Background information
- Origin: Poway, California
- Genres: Punk rock, pop punk, rock and roll
- Years active: 1995–2005, 2008, 2012, 2015, 2018, 2019, 2022, 2023-present
- Labels: Alphabet, Suburban Hooligans, Adeline, Surfdog
- Members: Chris Armes Eric Davis Greg Schneider Mikey Levinson
- Past members: Jered Herndon Rob Hunter Sean Scura
- Website: agent51.net

= Agent 51 =

American punk rock band

Agent 51 is an American punk rock band from Poway, California, formed in 1995. They released three albums on various record labels before going on indefinite hiatus in 2005. The band played several reunion shows between 2008 and 2022, before returning to active status in 2023. Over the course of their career their music evolved from straightforward punk rock to incorporate aspects of classic rock and heavy metal. The band has maintained a mythology about their origins, which purports them to be rogue secret agents on the run from a clandestine government organization with ties to extraterrestrials.

==Band history==

===Formation===
Agent 51 formed in Poway, California in 1995 under the name Area 51. Initially, the band were part of a thriving local punk rock movement that included other groups such as Blink-182 and Unwritten Law. Founding members Chris Armes, Jered Herndon, and Eric Davis had attended Poway High School with Blink-182 member Tom DeLonge, and Armes' previous band Openfast had played as openers for Blink-182 on several occasions. This experience contributed to the impetus for forming Area 51.

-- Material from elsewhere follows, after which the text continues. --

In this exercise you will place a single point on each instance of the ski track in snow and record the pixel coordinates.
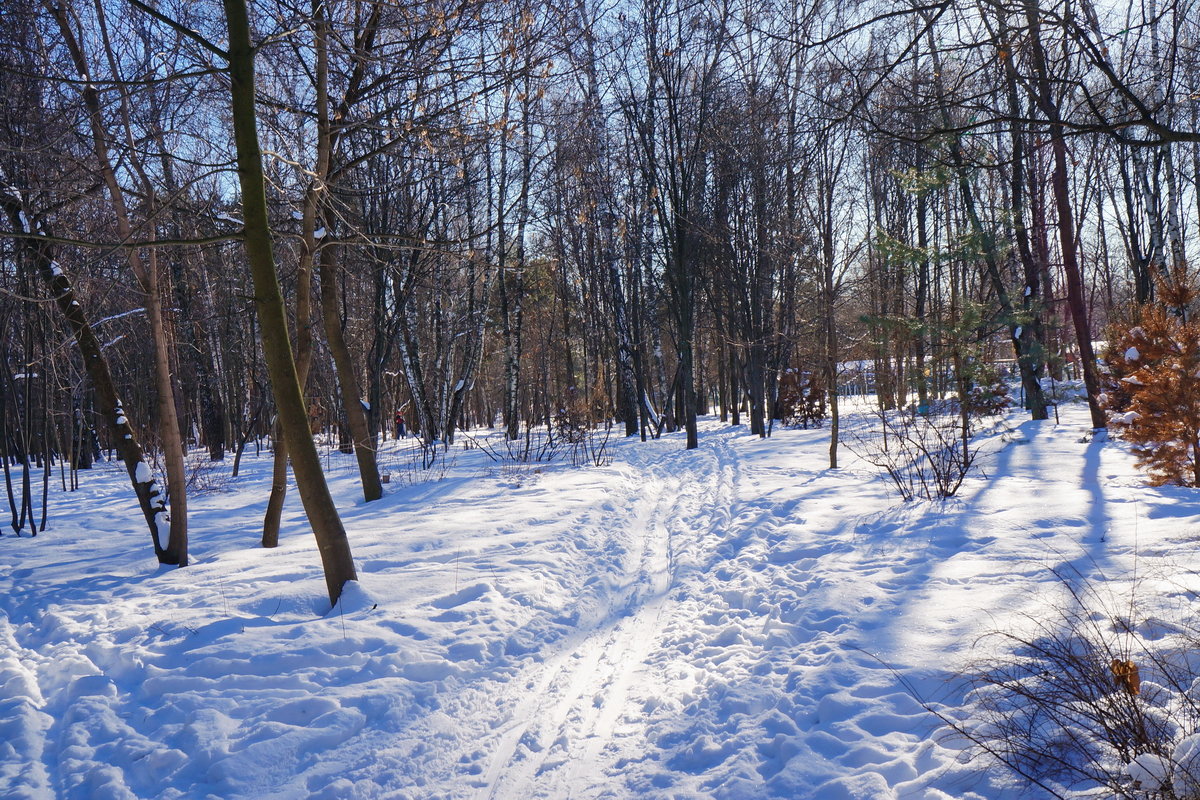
(725, 624)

The band's original lineup consisted of Chris Armes on guitar and vocals, Jered Herndon on bass guitar and vocals, and Eric "Airwick" Davis on drums. Herndon and Armes met in kindergarten and first started playing music together at age 13. After the breakup of Openfast, the two began Area 51 together, writing the band's first songs. Eric Davis joined the group shortly after, and the three collaborated on a core of tunes for their eponymous demo, including "Chuck", "Designed", "Runnin' Outta Luck", and "Homecoming Queen"; songs that remain fan favorites to this day. Area 51 began to grow a following with the demo release, but personal issues would lead to Herndon leaving the band in 1997. The band had previously discussed changing their name due to the number of other groups calling themselves Area 51. Herndon was replaced by Greg Schneider, who suggested the name "Agent 51" so that they could continue to use the "neighborhood watch" character Armes had designed and the name stuck. Davis moved to second guitar and Rob Hunter joined as drummer. Later, the band would re-record the songs from the original demo along with new material and release it under the title Red Alert.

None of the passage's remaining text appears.